Dans la préface de l’édition anglaise de 1888, Engels expose de manière bien plus claire encore le lien qu’ils établissaient alors entre communisme et classe ouvrière : « En 1847, le socialisme signifiait un mouvement bourgeois, le communisme, un mouvement ouvrier. Le socialisme avait, sur le continent tout au moins, ses entrées dans le monde, pour le communisme, c’était exactement le contraire. Et comme, dès ce moment, nous étions d’avis que ‘l’émancipation des travailleurs doit être l’œuvre des travailleurs eux-mêmes’, nous ne pouvions hésiter un instant sur la dénomination à choisir. Depuis, il ne nous est jamais venu à l’esprit de la rejeter. »
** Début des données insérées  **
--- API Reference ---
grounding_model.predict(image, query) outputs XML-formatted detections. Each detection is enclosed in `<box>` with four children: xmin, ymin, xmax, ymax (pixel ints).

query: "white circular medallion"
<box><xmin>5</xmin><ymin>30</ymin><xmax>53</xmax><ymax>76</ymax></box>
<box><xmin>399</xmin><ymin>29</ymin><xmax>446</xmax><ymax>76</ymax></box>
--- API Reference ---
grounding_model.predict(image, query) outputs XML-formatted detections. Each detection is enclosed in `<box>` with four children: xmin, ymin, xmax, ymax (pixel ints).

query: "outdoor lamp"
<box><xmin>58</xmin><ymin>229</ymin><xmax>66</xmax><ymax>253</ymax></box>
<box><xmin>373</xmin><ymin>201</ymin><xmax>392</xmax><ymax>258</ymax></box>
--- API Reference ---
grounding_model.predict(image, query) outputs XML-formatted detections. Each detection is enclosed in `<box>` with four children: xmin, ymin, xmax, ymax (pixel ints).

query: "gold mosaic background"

Or, ce que Marx décrit des différentes variantes de socialisme, c’est exactement ce qui est arrivé au communisme et au marxisme par la suite : différentes lectures se sont imposées au cours de l’histoire, qui exprimaient les intérêts de classes différentes : nationalisme de la bureaucratie en URSS, modernisme de la petite-bourgeoisie du tiers-monde, révoltes paysannes, et ainsi de suite. C’est l’un des mérites de Mansoor Hekmat que d’avoir mis l‘accent sur l’importance de ce constat : pour lui, les « déviations » du marxisme ne sont pas des erreurs, mais l’expression politique de classes sociales différentes qui, pour des raisons historiques, emploient le vocabulaire du marxisme pour exprimer leur idéologie.
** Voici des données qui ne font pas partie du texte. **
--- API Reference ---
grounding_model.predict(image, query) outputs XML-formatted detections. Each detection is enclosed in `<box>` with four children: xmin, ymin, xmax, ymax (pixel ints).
C’est pourquoi, s’il existe aujourd’hui une multitude de « marxismes » différents et divergents, il est important de lire Marx du point de vue de la classe ouvrière et d’insister sur le caractère ouvrier du communisme. Cela constitue, le plus souvent, une bonne façon de trier entre ce que Paul Mattick appelait « le marxisme, dernier refuge de la bourgeoisie », et ce que le communisme offre encore de perspective révolutionnaire aujourd’hui.